Pituitary cells that express the transcription factor SOX2 are stem cells because they can self-renew and differentiate into multiple pituitary hormone-producing cell types as organoids. Wounding and physiological challenges can activate pituitary stem cells, but cell numbers are not fully restored, and the ability to mobilize stem cells decreases with increasing age. The basis of these limitations is still unknown. The regulation of stem cell quiescence and activation involves many different signalling pathways, including those mediated by WNT, Hippo and several cytokines; more research is needed to understand the interactions between these pathways. Pituitary organoids can be formed from human or mouse embryonic stem cells, or from human induced pluripotent stem cells. Human pituitary organoid transplantation is sufficient to induce corticosterone release in hypophysectomized mice, raising the possibility of therapeutic applications. Today, pituitary organoids have the potential to assess the role of individual genes and genetic variants on hormone production ex vivo, providing an important tool for the advancement of exciting frontiers in pituitary stem cell biology and pituitary organogenesis. In this article, we provide an overview of notable discoveries in pituitary stem cell function and highlight important areas for future research.

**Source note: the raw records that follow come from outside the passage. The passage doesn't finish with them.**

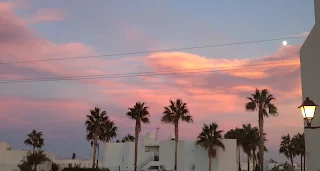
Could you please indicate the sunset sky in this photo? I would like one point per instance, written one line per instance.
(37, 30)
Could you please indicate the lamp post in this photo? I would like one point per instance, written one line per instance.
(308, 110)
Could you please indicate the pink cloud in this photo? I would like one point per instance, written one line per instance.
(211, 96)
(48, 111)
(48, 14)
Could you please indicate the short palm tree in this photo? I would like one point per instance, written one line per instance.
(287, 148)
(174, 113)
(262, 101)
(210, 138)
(299, 144)
(238, 135)
(34, 159)
(140, 114)
(35, 139)
(128, 138)
(99, 127)
(55, 167)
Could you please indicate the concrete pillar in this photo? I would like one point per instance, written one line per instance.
(310, 77)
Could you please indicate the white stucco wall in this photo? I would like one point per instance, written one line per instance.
(10, 159)
(225, 160)
(310, 60)
(122, 154)
(188, 155)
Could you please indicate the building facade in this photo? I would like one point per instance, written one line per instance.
(159, 155)
(10, 159)
(309, 60)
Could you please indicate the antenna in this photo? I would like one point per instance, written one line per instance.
(157, 132)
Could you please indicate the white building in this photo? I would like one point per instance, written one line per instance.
(154, 155)
(9, 159)
(65, 163)
(310, 60)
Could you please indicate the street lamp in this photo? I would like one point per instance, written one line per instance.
(308, 110)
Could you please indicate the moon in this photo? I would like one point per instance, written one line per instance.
(284, 43)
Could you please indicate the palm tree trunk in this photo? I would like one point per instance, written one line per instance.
(254, 160)
(137, 130)
(210, 161)
(301, 162)
(94, 151)
(304, 162)
(239, 159)
(261, 145)
(176, 138)
(248, 163)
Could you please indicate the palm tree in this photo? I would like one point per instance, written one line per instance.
(209, 139)
(33, 160)
(262, 101)
(172, 114)
(140, 114)
(238, 135)
(299, 144)
(99, 127)
(35, 139)
(55, 167)
(128, 138)
(287, 148)
(247, 142)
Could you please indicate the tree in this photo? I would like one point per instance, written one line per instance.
(55, 167)
(299, 144)
(238, 135)
(33, 159)
(287, 148)
(173, 114)
(128, 138)
(140, 114)
(99, 127)
(73, 156)
(262, 101)
(25, 166)
(35, 139)
(209, 138)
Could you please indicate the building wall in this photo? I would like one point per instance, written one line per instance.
(224, 160)
(10, 159)
(122, 154)
(310, 59)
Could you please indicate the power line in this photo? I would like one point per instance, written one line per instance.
(152, 51)
(110, 76)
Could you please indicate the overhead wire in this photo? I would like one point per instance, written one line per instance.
(159, 73)
(152, 51)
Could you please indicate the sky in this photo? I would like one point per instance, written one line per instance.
(39, 30)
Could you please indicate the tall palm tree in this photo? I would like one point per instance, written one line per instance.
(99, 127)
(247, 142)
(210, 138)
(128, 138)
(237, 134)
(262, 101)
(287, 148)
(299, 146)
(174, 113)
(35, 139)
(140, 114)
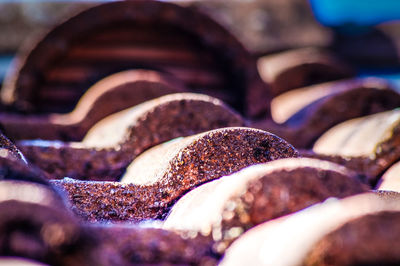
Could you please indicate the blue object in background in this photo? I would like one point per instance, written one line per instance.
(336, 13)
(5, 62)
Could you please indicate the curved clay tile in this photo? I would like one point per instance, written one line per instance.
(112, 94)
(115, 141)
(309, 112)
(359, 230)
(121, 35)
(134, 245)
(228, 207)
(161, 175)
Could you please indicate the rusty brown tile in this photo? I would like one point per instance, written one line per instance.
(228, 207)
(115, 141)
(161, 175)
(363, 224)
(133, 245)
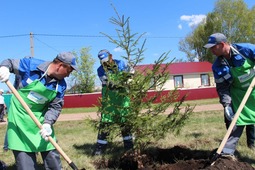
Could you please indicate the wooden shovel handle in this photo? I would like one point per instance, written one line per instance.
(31, 114)
(238, 112)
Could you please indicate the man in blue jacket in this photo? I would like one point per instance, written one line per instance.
(115, 102)
(233, 71)
(42, 86)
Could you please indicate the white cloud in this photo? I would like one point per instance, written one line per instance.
(118, 49)
(180, 26)
(193, 20)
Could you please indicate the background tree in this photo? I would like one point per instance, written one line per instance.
(146, 119)
(230, 17)
(83, 80)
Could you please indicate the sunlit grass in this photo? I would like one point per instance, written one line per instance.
(203, 131)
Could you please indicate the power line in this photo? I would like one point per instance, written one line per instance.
(80, 36)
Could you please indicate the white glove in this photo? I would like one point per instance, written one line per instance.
(46, 131)
(4, 74)
(228, 111)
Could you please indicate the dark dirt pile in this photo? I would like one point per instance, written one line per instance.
(176, 158)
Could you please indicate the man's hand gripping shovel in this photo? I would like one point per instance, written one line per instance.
(238, 112)
(15, 92)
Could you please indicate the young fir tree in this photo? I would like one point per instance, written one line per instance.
(149, 122)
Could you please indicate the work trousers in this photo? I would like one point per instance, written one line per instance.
(2, 111)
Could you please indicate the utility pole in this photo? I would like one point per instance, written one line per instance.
(31, 44)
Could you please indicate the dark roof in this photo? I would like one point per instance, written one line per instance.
(183, 67)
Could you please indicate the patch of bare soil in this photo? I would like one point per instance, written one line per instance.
(176, 158)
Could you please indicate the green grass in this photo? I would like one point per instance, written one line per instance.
(95, 109)
(203, 131)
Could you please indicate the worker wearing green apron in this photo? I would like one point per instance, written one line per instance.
(42, 87)
(115, 102)
(233, 72)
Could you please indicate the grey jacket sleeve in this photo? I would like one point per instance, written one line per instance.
(53, 111)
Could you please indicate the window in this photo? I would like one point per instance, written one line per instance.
(205, 80)
(178, 81)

表达转录因子 SOX2 的垂体细胞是干细胞，因为它们可以自我更新并分化成多种垂体激素产生细胞类型（如类器官）。受伤和生理挑战可以激活垂体干细胞，但细胞数量并未完全恢复，而且动员干细胞的能力随着年龄的增长而降低。这些限制的基础仍然未知。干细胞静止和激活的调节涉及许多不同的信号通路，包括由WNT、Hippo和多种细胞因子介导的信号通路；需要更多的研究来了解这些途径之间的相互作用。垂体类器官可由人类或小鼠胚胎干细胞或人类诱导多能干细胞形成。人垂体类器官移植足以诱导垂体切除小鼠释放皮质酮，从而提高了治疗应用的可能性。如今，垂体类器官有潜力评估单个基因和遗传变异对离体激素产生的作用，为推进垂体干细胞生物学和垂体器官发生领域的激动人心的前沿领域提供重要工具。在本文中，我们概述了垂体干细胞功能的显着发现，并强调了未来研究的重要领域。